The Primephonic app is due to be released on September 6th. By then, Steffens says, the full catalogue should be in place, and the functionality to browse by composer and work should be in excellent shape; the browse by artist will take longer to perfect.

Global Music industry revenues © IFPI

But even if you imagine a service that was perfection itself to its users, another part of the puzzle remains: if classical listeners could be persuaded to stream exactly as many hours of music as their popular counterparts, the industry would not come close to matching their income. That’s because Spotify and its lookalikes share out royalties on the basis of the number of times a track is played. In the time that a classical music fan has been listening to the first movement of Mahler’s Symphony no. 3 – generating one track play – a Rihanna fan listening to her best-selling album Loud will have racked up nine plays. (Cuter classical labels break up the first movement of Mahler 3 into smaller chunks, presumably with the Spotify model in mind).

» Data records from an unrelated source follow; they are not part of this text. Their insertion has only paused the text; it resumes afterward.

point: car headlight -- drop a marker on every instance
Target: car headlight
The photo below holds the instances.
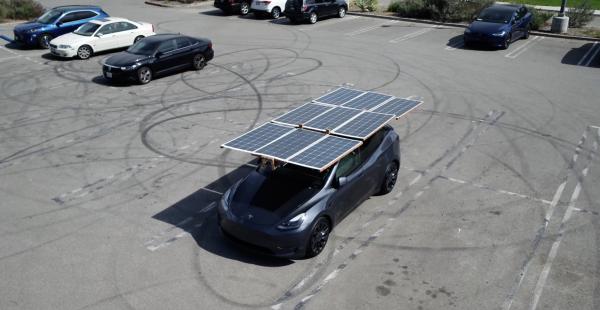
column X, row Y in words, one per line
column 132, row 67
column 293, row 223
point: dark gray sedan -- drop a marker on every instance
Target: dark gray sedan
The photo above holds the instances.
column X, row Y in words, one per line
column 290, row 211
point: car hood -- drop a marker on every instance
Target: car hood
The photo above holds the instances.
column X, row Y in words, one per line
column 124, row 59
column 487, row 27
column 265, row 201
column 29, row 25
column 71, row 39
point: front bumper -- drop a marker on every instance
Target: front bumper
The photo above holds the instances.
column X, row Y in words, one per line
column 264, row 239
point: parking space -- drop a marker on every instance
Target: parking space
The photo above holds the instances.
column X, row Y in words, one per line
column 109, row 190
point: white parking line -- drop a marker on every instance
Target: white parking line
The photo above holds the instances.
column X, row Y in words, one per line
column 411, row 35
column 367, row 29
column 521, row 49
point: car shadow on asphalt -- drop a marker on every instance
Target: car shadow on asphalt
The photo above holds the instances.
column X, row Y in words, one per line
column 582, row 56
column 196, row 214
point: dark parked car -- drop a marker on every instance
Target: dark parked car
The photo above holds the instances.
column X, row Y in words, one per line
column 312, row 10
column 157, row 55
column 234, row 6
column 499, row 25
column 290, row 211
column 56, row 22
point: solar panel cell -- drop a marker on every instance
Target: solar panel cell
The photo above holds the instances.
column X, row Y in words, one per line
column 367, row 101
column 339, row 96
column 332, row 118
column 302, row 114
column 292, row 143
column 258, row 137
column 325, row 153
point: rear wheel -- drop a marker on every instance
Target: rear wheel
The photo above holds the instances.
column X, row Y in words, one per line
column 144, row 75
column 276, row 12
column 44, row 40
column 341, row 12
column 313, row 18
column 84, row 52
column 389, row 178
column 244, row 8
column 319, row 235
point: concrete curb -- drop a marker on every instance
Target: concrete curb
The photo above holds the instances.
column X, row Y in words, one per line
column 192, row 5
column 457, row 25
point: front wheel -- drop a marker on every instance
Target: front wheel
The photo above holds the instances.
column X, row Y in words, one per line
column 144, row 75
column 313, row 18
column 84, row 52
column 341, row 12
column 318, row 237
column 244, row 8
column 199, row 62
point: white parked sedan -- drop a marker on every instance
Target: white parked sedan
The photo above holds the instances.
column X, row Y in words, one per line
column 100, row 35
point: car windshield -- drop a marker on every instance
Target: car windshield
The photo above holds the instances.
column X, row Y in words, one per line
column 87, row 29
column 49, row 17
column 143, row 48
column 495, row 16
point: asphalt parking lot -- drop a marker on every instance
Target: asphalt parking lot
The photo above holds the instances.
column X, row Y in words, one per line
column 108, row 191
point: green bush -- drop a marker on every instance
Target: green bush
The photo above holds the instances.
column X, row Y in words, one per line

Primephonic therefore base their royalties not on the number of track plays but on the total time played. It’s substantially more complex to implement, Steffens says, but the end result is a model that’s far fairer to artists. “Right now, there is less and less money available for talent development, to undertake artistically risky projects, etc. We believe in the longer term the whole classical music genre faces an existential risk as the revenue from conventional channels is gradually drying up and there is almost no revenue from the digital channel coming in. This is not something that happens overnight, it’s more like climate change: it takes 20 or 30 years, but at the end of the road, something terrible happens. And that’s what we felt about classical music. It’s missing out on the dominant revenue channel, and every year, it gets a bit worse. And there are dramatic consequences: we already hear from labels that some artists are starting to focus on recording shorter works.”

Steffens believes that across the world, there are about 20 – 30 million people who listen to classical music seriously and every day, which makes a good sized pool out of which to draw enough members to make Primephonic viable. Classical artists and industry figures will be hoping that it achieves that and more – if all goes well, it could be the vehicle that gets recorded classical music back onto the commercial rails.